L’individuazione dell’indisponibilità e della non utilizzabilità del bene quale presupposto dell’esenzione ed effetto discendente dalle condotte penalmente rilevanti poste in essere dal terzo nei confronti della res assumono un valore assolutamente significativo, perché apparentemente rappresenterebbero un’esplicita ammissione del fatto che gli esiti dell’abusiva occupazione sui diritti vantati sull’immobile dal proprietario, o da altro titolare di altro diritto reale di godimento, siano così gravosi da determinarne una compressione tale da pregiudicare le modalità ordinarie di esercizio del possesso sul bene occupato.
Si potrebbe ritenere che ciò si riverberi sull’integrazione del presupposto dell’imposta municipale propria e sul conseguente obbligo di assolvimento del tributo.
Ragionando in questi termini, infatti, la novella legislativa: (i) da un lato, parrebbe fare proprio il binomio logico-giuridico “occupazione abusiva-spossessamento”, facendone discendere il venir meno del presupposto oggettivo dell’IMU rappresentato – ex art. 1, comma 740, L. n. 160/2019 – nel possesso dell’immobile; (ii) dall’altro, e come conseguenza del punto precedente, sembrerebbe andare oltre, obliterando le diverse posizioni giurisprudenziali che, nel tempo, si sono “distinte” per aver ritenuto sussistente l’obbligo di versamento dell’IMU anche in capo a chi avesse subito l’occupazione abusiva del proprio immobile.
Di recente, e dopo l’introduzione della novella legislativa, è stato addirittura sostenuta una soluzione interpretativa tanto ampia da giungere a considerare sussistente l’obbligo di adempimento del tributo in capo al legittimo titolare del bene anche nell’eventualità in cui la disponibilità dell’immobile occupato fosse preclusa dall’illegittimo comportamento di un terzo (cfr.
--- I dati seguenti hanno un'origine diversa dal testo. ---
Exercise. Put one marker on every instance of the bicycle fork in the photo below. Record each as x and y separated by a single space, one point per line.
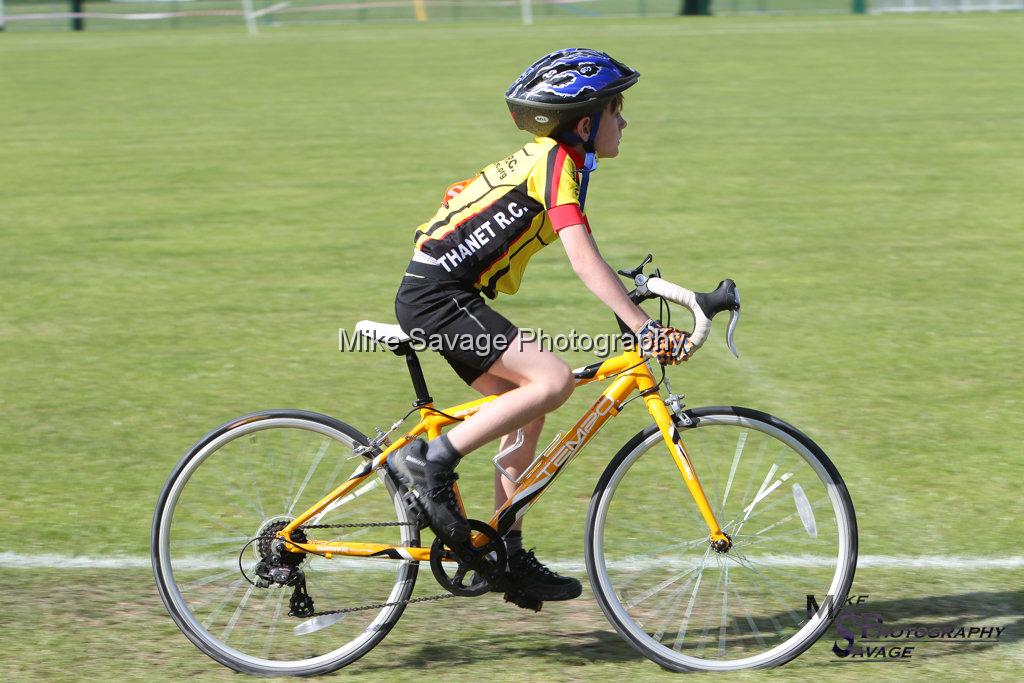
720 541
Corte di Giustizia tributaria di secondo grado Toscana, Siena, sez. IV, sent., 30 gennaio 2023, n. 68).
Tale soluzione interpretativa – che affonda le radici in un orientamento pressoché consolidato della giurisprudenza di legittimità (cfr., per tutte, Cass. civ., sez. VI – 5, ord., 27 settembre 2016, n. 19041; Cass. civ., sez. V, sent., 9 ottobre 2019, n. 25249; Cass. civ., sez. VI – 5, ord., 22 ottobre 2021, nn. 29658 e 29868) applicato, oltre alle ipotesi di occupazione abusiva, anche in relazione ad altre forme di occupazione sine titulo (vd., per tutte, Cass. civ., sez. VI – 5, ord., 27 settembre 2016, n. 19041; Cass. civ., sez. V, sent., 19 ottobre 2016, n. 21157; Cass. civ., sez. VI – 5, ord., 9 marzo 2017, n. 6064) – viene giustificata con i seguenti argomenti:
(i) l’occupazione abusiva degli immobili non pregiudicherebbe il presupposto soggettivo dell’imposta – ovvero il potere sulla cosa che si manifesta in un’attività corrispondente all’esercizio della proprietà o di altro diritto reale – che non verrebbe a mancare in ragione dell’indisponibilità del bene determinata dalla occupazione (così si esprime Corte di Giustizia tributaria di secondo grado Lombardia, Lodi, sez. XIX, sent., 23 gennaio 2023, n. 237);
(ii) l’abusiva occupazione dell’immobile non potrebbe essere considerata «una sorta di causa atipica di esenzione dal pagamento del tributo», sicché rimarrebbe impregiudicata la debenza IMU in capo al formale proprietario dell’immobile (in tal senso la Commissione tributaria regionale Lazio, sez. II, sent., 8 giugno 2021, n. 2858);
(iii) nel caso di occupazione abusiva di un immobile, la temporanea perdita del possesso da parte del proprietario non interverrebbe a favore di un altro soggetto, a sua volta titolare di un diritto reale di godimento, ma a favore di semplici occupanti, circostanze che non fanno venir meno l’obbligo di versamento dell’IMU (così, si vd. Commissione tributaria provinciale di Cagliari, sez. II, sent., 27 maggio 2022, n. 313).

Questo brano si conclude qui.